A man I used to call fake daddy to tease him.

Oh, dear lord. I’ve got the hots for my mom’s ex-husband.

“Better than the guy you take me to,” Tyler teases Cort. “Think you might need to sit in Darling’s chair.” He winks, and Cort’s eyes wander over to me in the mirror, rolling up and down my body in appreciation.

“Yeah, I think you’re right.” He scrubs a hand along his jaw. “Think you got time today for another wash and cut?”

Clearing my throat, I dip my head and move to clean my instruments before answering. “Once I’m finished with Evan’s cut and consult, I’m sure I can.”

“Consult?”

I peek up to see Cort grimacing at his younger son.

“Mary told me Evan wants to colour his hair and asked me to talk him through the process to figure out what his options would be.” I’m reticent because even though I knew this family for a time, I won’t step between parents over their child’s hair choices.

“Right, she told me that. Why, Ev?” Cort asks as the boy slips into my chair.

Can I even call him a boy? Sure, I’m seven or eight years older than him, but he’s almost half a foot bigger than me.

“I wanted something different. Thought colour might be it.” Evan's cheeks pinken, and I sense this might be over a girl.

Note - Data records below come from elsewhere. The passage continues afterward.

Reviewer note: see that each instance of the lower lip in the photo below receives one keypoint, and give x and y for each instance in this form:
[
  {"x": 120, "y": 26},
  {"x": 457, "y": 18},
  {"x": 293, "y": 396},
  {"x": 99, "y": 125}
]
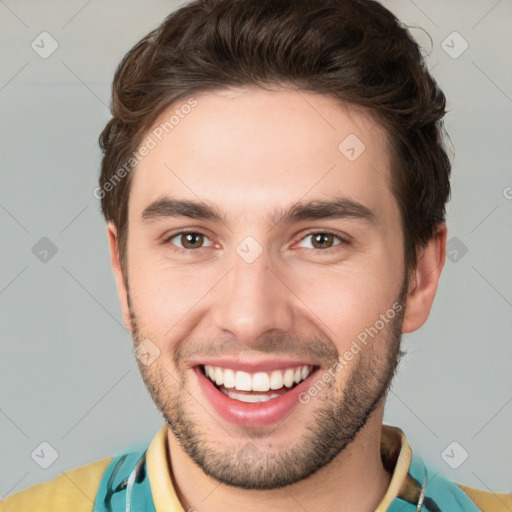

“Nothing crazy,” Cort replies as he moves to sit in the chair that Evan vacated, while Tyler moves to the waiting room.

“Sure thing, Dad.”

I stifle a chuckle at Evan’s cheeky grin.

“Don’t let him talk you into anything outrageous,” Cort warns me. There’s this look in his eyes that causes me to blush.

I wonder if he recognizes me.

I notice the attraction in Cort’s eyes and realize I can’t keep up my silence. He needs to know who I am, and I need to be shaken out of this attraction because it’s forbidden in the most taboo sort of way.

“So, Mary told me you were still into gaming, Evan. What do you like to play?” I feel Cort’s inquisitive eyes on me. Did she tell him?

“Madden is my favourite. I’m not any good at playing the sport, but I can game myself into the Super Bowl.” He chuckles at his own joke.

“You always were good at any games we played.” I smile and glimpse the recognition in his eyes.

“Yeah! Mom told me about you, showed me some pictures, but I didn’t remember much. You always made cayenne popcorn and swamp water during our tournaments.”

“I forgot about those.” They were some of the best memories during our time together. Our parents would give the three of us one weekend a month to eat junk food and play video games until the boys went home on Sundays. “Good times,” I murmur.

“Darling Lavigne,” Cort murmurs. “Jesus.” He sits back and swipes his hands up and down his face. “I didn’t recognize you.” Sitting forward, he watches me intently as his eyes roam my body like he’s seeing me for the first time.

“I wasn’t sure if Mary would have told you, but I didn’t feel comfortable not telling you, but then I wasn’t sure how to tell you, and well, now here we are, I guess.” I bite my lip to stop the rambling.

Evan snickers from the chair where I’ve paused so I don’t screw up his cut. “We wondered what happened to you,” he says.

“We moved into Edmonton for a while, then Spruce Grove, before I came back to The Park, and I’ve been here ever since.” I smile, keeping all the horrible things secured behind the wall I’ve built in my mind in order to function properly.

“That’s cool,” Evan replies as I continue working on his hair.

A few minutes pass, and Cort still watches me with an intensity I’ve never felt before. I finish up with Evan in blissful silence until Cassie and Emily arrive minutes before their first clients.

Once Evan has approved his cut, I sit with him as we review the colouring process and what I think would look good on him versus what he wants. I already know the electric blue isn’t something Cort would approve of, so I talk him down to a dark blue that shifts to black in certain lighting.

As soon as Cort sits in my chair, our eyes meet in the mirror, and shockingly, I still see the attraction in his eyes. Mine simmers beneath the surface as my heart races when I touch his hair.

Cort doesn’t really need a cut. I think his infatuation with me is what inspired this. I give him a quick trim, then escort him to the sink for a wash that takes twice as long because I enjoy massaging his scalp entirely too much.

By the time I finish, get Evan booked for later in the week, and they’ve paid, I feel the need for the world's coldest shower to calm my body down.